This protocol was developed in the Salk STEM Cell Core to enable the formation of uniform and large embryoid bodies (EBs) from pluripotent human stem cells. It assumes the cells have previously been cultured on Matrigel and typically requires 1–2 wells of a fairly confluent 6-well plate as starting material. This is a low cost alternative to commercial products like the AggreWell that has proven especially useful for the formation of larger sized EBs that show good potential for differentiation to all 3 germ layers
3. Protocol Steps:
3.1. Prepare the Matrigel Dots:
Thaw Matrigel on ice. Read the product specification sheet to determine the protein concentration of the lot of Matrigel. Transfer 0.1 mg of matrigel into 1 ml of ice-cold DMEM/F12 in a 1.5–2 ml tube, mix with a pipet. [Alternatively, use the same amount of Matrigel (un-diluted) that you would normally use for 1 well of a 6-well plate or 1/6 of a 10 cm dish, and dilute into 1 ml of ice-cold DMEM/F12]. Keep the 1 ml Matrigel solution in a small tube on ice. This needs to remain cold, as it will take about 10–15 minutes to plate out the matrigel dots.
Use a 0.5 to 2 ul micropipette, or preferably an electronic-pipette capable of repeat dispensing of 2 ul volumes, to make the matrigel dots. Draw up ice cold Matrigel solution into the pipet, expel out 2 ul so you can see the solution hanging on to the end of the tip, and carefully touch the solution, but not the tip of the pipette, to the 10 cm plate. The drip from the pipette will make a small dot on the plate. [Tip: place the pipet tips in the −20∘C freezer to pre-chill before using].

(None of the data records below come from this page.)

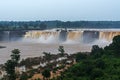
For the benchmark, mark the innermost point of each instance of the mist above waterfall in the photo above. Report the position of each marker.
(71, 36)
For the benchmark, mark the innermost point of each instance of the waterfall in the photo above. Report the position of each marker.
(108, 35)
(70, 36)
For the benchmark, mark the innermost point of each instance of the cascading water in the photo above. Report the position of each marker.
(73, 36)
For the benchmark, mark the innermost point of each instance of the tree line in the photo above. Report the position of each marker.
(41, 25)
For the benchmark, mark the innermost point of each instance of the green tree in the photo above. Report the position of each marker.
(15, 56)
(11, 64)
(80, 56)
(24, 76)
(46, 73)
(61, 50)
(96, 51)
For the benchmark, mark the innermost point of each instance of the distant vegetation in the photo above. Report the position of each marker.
(100, 64)
(40, 25)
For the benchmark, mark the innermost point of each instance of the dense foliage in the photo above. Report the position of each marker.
(40, 25)
(11, 64)
(101, 64)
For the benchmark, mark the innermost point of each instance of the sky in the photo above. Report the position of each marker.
(65, 10)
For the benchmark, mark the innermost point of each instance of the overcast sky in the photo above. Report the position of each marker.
(65, 10)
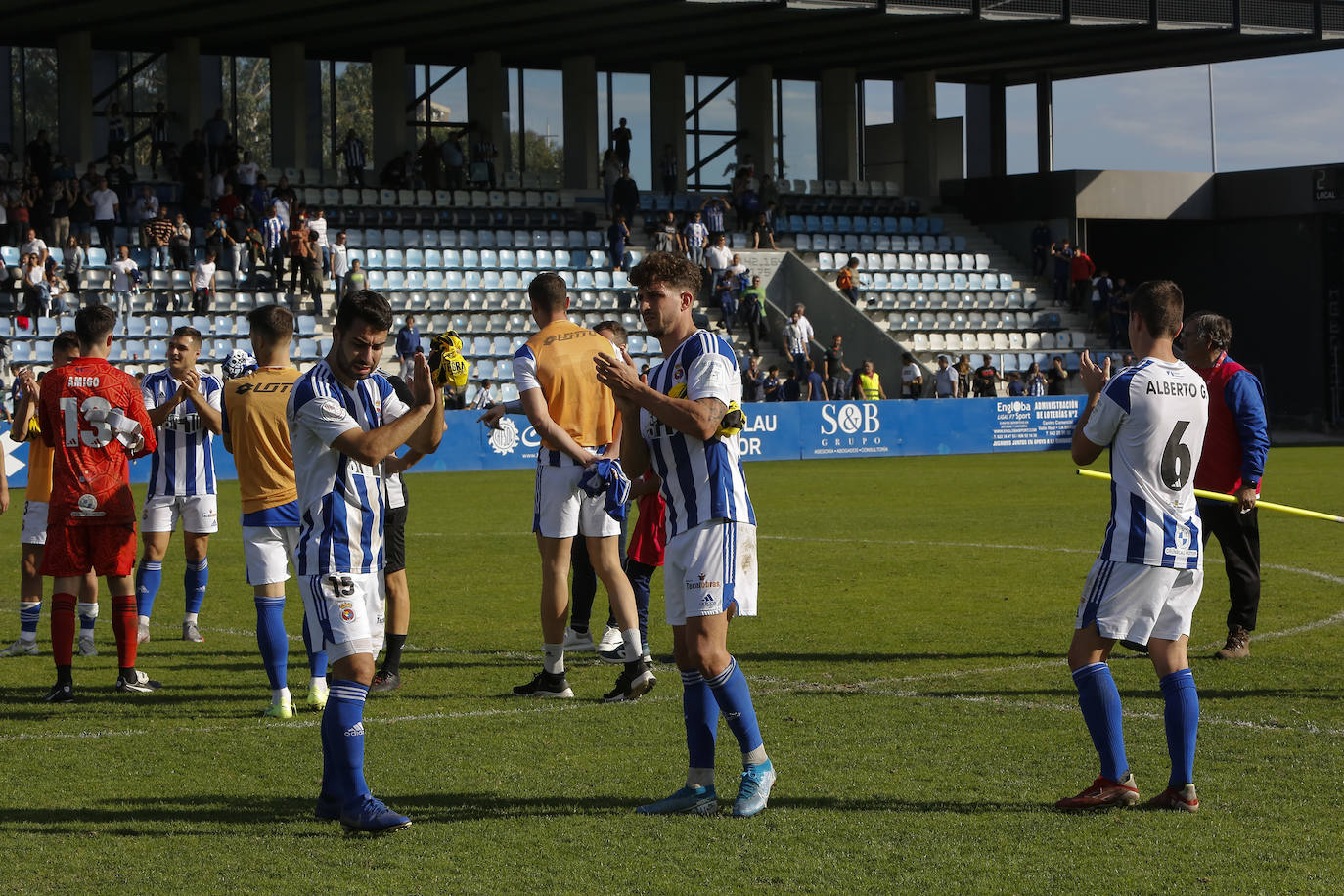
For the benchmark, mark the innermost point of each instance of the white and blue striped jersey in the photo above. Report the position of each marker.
(701, 481)
(183, 463)
(1152, 416)
(341, 503)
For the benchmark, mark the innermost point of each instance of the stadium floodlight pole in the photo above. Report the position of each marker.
(1229, 499)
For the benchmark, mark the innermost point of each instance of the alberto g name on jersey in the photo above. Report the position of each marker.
(1153, 417)
(184, 463)
(341, 501)
(701, 479)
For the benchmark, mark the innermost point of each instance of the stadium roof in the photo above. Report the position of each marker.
(963, 40)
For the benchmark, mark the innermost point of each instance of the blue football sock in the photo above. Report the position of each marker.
(194, 583)
(29, 614)
(148, 578)
(1182, 716)
(734, 697)
(700, 711)
(1099, 701)
(87, 618)
(316, 659)
(272, 641)
(343, 734)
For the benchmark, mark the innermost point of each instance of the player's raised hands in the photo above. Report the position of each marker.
(1095, 378)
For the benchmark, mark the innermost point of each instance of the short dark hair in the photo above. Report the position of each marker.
(1210, 327)
(549, 291)
(367, 306)
(1161, 306)
(273, 323)
(65, 340)
(94, 324)
(617, 331)
(676, 272)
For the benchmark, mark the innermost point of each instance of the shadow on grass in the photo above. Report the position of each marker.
(135, 817)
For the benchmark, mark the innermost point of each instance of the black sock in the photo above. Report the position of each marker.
(392, 658)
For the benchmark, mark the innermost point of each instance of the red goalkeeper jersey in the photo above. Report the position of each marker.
(90, 473)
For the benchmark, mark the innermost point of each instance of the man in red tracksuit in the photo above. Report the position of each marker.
(1235, 445)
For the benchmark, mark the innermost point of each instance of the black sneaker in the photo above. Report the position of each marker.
(635, 680)
(61, 692)
(384, 681)
(136, 683)
(545, 684)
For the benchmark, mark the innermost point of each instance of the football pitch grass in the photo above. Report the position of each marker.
(908, 670)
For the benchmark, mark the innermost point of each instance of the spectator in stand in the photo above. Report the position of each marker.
(107, 205)
(1081, 270)
(668, 168)
(945, 381)
(1120, 315)
(965, 377)
(847, 281)
(695, 236)
(813, 388)
(352, 151)
(751, 379)
(115, 129)
(626, 195)
(160, 139)
(246, 173)
(762, 236)
(1056, 378)
(837, 375)
(912, 378)
(338, 265)
(203, 284)
(157, 234)
(121, 280)
(770, 384)
(987, 379)
(408, 342)
(1039, 247)
(797, 340)
(1063, 255)
(751, 312)
(180, 244)
(621, 137)
(453, 161)
(615, 236)
(1035, 381)
(869, 383)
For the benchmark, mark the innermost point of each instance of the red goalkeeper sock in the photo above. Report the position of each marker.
(125, 628)
(64, 629)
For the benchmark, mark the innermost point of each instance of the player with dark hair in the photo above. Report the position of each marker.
(1232, 463)
(34, 528)
(257, 434)
(683, 424)
(344, 421)
(575, 421)
(1145, 583)
(184, 407)
(92, 414)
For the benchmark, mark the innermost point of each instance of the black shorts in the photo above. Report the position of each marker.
(394, 540)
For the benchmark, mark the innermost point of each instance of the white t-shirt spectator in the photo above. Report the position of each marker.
(104, 204)
(319, 226)
(718, 258)
(340, 259)
(121, 274)
(202, 276)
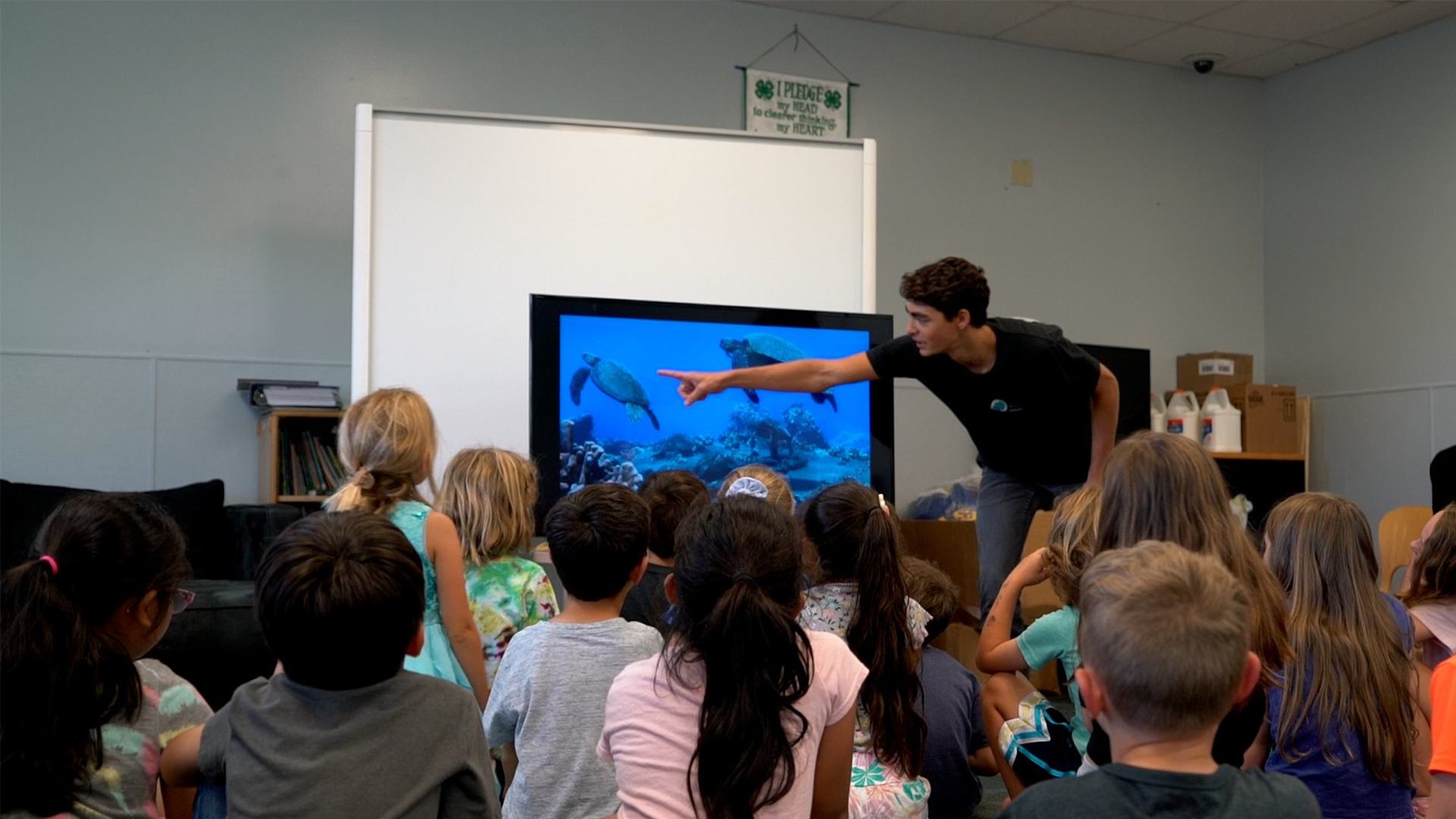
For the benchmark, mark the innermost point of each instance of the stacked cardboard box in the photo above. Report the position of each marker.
(1269, 411)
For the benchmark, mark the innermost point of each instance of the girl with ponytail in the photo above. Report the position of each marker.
(83, 722)
(388, 441)
(743, 713)
(864, 601)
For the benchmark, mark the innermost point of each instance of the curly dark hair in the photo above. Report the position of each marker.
(951, 284)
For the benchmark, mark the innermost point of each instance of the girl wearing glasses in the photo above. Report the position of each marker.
(83, 720)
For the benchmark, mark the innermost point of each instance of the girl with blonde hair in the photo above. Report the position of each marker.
(491, 497)
(1164, 487)
(388, 442)
(778, 485)
(1340, 713)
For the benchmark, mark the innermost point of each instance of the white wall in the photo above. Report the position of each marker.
(1360, 253)
(177, 184)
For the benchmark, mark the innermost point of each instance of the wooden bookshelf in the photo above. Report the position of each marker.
(275, 428)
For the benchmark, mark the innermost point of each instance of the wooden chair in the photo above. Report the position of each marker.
(1398, 528)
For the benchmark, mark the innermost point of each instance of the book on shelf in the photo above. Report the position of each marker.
(308, 464)
(268, 394)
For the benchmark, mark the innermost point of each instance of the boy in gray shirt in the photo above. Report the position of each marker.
(549, 698)
(1165, 653)
(344, 730)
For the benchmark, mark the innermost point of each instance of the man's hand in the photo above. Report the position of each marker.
(1031, 570)
(695, 387)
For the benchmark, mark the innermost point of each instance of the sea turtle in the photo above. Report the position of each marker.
(759, 349)
(613, 379)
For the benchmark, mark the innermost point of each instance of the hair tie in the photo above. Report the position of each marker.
(750, 487)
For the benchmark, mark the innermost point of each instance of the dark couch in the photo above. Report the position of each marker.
(216, 643)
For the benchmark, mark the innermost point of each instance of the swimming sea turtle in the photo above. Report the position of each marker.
(613, 379)
(759, 349)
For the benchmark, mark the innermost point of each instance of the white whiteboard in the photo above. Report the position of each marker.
(457, 218)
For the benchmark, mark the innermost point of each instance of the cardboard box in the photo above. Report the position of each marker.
(1270, 417)
(1201, 372)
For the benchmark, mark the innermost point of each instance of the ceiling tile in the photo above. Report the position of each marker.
(1171, 47)
(1279, 60)
(979, 18)
(1171, 11)
(1292, 19)
(1085, 30)
(1401, 18)
(862, 9)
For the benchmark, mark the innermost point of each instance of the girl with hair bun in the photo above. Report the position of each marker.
(388, 441)
(745, 713)
(864, 601)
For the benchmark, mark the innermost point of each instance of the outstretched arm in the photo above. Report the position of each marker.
(805, 375)
(1104, 423)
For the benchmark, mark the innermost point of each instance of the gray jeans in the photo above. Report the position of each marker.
(1003, 512)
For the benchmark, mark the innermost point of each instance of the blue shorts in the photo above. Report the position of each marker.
(1038, 744)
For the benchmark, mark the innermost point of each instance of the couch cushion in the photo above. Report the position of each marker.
(197, 509)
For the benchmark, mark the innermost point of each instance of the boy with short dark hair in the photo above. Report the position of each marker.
(344, 730)
(548, 703)
(669, 496)
(956, 742)
(1165, 651)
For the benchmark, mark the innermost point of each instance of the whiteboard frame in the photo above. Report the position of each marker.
(362, 337)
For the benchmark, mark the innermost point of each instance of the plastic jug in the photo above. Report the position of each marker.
(1220, 423)
(1183, 416)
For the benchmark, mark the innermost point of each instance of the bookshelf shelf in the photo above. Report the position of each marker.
(297, 455)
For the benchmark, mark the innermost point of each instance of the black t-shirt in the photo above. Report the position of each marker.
(1123, 792)
(1030, 416)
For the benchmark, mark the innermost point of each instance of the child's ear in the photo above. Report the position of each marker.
(417, 643)
(1250, 679)
(638, 572)
(1094, 697)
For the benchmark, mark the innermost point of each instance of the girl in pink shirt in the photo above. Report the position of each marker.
(743, 713)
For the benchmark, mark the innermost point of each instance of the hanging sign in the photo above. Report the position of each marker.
(795, 107)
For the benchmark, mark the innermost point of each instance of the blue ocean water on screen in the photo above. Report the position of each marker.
(609, 403)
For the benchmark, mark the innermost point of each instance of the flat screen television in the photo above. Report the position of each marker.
(1133, 371)
(601, 413)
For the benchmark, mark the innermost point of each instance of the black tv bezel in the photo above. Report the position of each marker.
(545, 359)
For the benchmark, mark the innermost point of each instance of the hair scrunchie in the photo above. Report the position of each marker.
(750, 487)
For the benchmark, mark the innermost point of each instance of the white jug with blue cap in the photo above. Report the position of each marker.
(1183, 416)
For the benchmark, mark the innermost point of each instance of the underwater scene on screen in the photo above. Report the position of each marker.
(620, 422)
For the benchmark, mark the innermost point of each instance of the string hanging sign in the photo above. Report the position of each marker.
(792, 105)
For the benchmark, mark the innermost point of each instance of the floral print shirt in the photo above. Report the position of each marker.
(506, 596)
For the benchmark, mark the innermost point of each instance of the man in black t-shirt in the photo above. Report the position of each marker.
(1040, 410)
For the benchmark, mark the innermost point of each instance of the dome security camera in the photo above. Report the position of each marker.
(1203, 63)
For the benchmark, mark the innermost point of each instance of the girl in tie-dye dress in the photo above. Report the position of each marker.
(491, 496)
(864, 601)
(85, 723)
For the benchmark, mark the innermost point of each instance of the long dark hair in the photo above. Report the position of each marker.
(737, 575)
(858, 541)
(61, 673)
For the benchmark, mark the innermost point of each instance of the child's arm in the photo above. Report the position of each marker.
(832, 770)
(443, 545)
(509, 763)
(983, 763)
(998, 651)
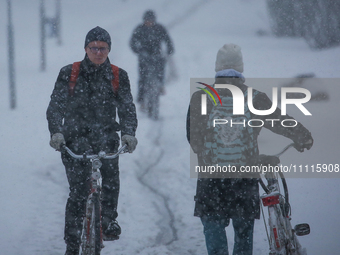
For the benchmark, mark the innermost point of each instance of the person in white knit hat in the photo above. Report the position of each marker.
(219, 199)
(229, 57)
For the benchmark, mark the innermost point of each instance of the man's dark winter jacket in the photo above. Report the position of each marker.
(88, 118)
(232, 197)
(147, 40)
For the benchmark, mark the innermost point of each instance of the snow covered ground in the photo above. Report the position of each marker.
(156, 199)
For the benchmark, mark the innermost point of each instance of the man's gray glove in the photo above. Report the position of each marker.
(57, 140)
(130, 141)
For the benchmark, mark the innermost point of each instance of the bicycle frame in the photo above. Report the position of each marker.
(92, 236)
(282, 237)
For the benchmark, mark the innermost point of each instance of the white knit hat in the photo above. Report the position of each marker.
(229, 57)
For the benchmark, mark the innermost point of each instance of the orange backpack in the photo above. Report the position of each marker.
(75, 73)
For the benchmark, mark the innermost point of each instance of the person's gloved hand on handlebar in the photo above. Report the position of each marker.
(57, 140)
(130, 141)
(304, 142)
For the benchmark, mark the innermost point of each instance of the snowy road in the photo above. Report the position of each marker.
(156, 199)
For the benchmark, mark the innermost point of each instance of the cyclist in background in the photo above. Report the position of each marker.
(218, 200)
(146, 42)
(85, 120)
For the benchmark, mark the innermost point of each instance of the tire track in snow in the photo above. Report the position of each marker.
(168, 232)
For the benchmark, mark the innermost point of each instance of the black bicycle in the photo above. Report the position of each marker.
(282, 237)
(92, 236)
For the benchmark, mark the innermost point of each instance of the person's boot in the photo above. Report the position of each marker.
(72, 249)
(111, 231)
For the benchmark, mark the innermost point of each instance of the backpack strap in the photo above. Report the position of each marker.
(115, 80)
(75, 73)
(73, 77)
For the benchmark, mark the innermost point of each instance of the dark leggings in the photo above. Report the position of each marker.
(216, 238)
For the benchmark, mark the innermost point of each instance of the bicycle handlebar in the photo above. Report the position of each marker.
(101, 154)
(284, 150)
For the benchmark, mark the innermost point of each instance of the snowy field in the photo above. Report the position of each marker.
(156, 200)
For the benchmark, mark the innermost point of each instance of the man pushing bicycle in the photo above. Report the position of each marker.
(82, 114)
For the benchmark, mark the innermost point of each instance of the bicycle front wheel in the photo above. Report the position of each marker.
(92, 228)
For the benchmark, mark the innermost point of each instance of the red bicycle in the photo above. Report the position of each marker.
(282, 237)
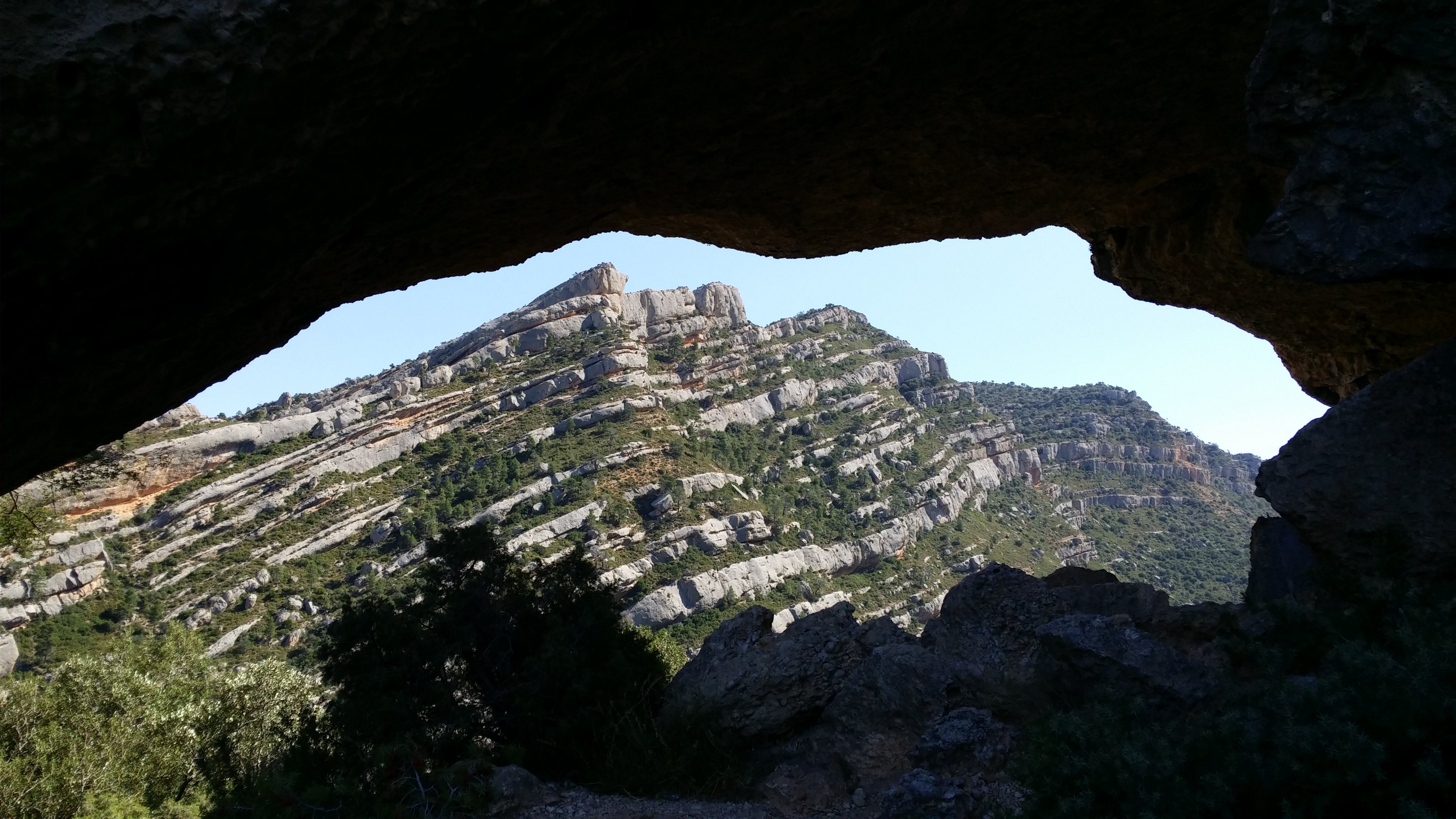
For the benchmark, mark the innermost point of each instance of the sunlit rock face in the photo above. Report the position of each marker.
(190, 184)
(707, 467)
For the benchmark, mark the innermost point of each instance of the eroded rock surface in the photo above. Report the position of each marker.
(1356, 500)
(925, 728)
(242, 168)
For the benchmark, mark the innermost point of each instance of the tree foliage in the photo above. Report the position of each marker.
(146, 726)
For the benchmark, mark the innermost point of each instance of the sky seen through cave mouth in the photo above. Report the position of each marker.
(1024, 309)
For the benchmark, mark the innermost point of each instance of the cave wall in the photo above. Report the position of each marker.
(187, 184)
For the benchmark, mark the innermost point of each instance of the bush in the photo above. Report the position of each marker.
(481, 661)
(146, 726)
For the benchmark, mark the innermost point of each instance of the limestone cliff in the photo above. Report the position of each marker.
(704, 461)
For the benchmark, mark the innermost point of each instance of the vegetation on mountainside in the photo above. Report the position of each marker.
(474, 662)
(437, 671)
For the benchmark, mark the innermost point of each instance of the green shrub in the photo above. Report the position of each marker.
(480, 661)
(146, 725)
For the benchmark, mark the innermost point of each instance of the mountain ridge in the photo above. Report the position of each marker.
(705, 462)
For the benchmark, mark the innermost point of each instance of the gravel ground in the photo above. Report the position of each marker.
(578, 802)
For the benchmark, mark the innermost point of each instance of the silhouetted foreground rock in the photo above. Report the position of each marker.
(1371, 481)
(851, 716)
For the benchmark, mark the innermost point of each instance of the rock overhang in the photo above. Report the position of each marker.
(239, 170)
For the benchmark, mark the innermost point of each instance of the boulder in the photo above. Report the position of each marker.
(883, 710)
(516, 789)
(1369, 486)
(966, 741)
(437, 377)
(656, 307)
(793, 395)
(78, 553)
(721, 301)
(986, 632)
(707, 481)
(753, 684)
(1084, 654)
(75, 579)
(1279, 563)
(9, 654)
(922, 795)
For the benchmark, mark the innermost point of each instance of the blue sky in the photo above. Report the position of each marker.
(1021, 309)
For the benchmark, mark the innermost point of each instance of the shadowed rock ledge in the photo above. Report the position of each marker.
(190, 184)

Repeat this until you have at least 50 dots on the plate. The more dots you have the higher yield you will have. We suggest a dot spacing of roughly 3–6 mm.
Incubate plate at 37∘C for at least 20 minutes up to 1 hour. Do not let the plate incubate overnight (the dots will dry out and new plate will have to be made). [Tip: If the drying out of Matrigel dots becomes a continuous problem, try placing numerous drops of sterile water on the inside of the lid – similar to the hanging drop EB method to increase the humidity inside the dish].
3.2. Individualize and passage the cells onto the Matrigel Dots:
5. Starting with 1–2 dense wells (6-well format) of hES/iPS cells (∼2–4 million cells). Rinse well with 1 ml PBS −/−. Add 1 ml Accutase (or TrypLE) for 5 to 7 minutes at 37∘C incubator until cells detach.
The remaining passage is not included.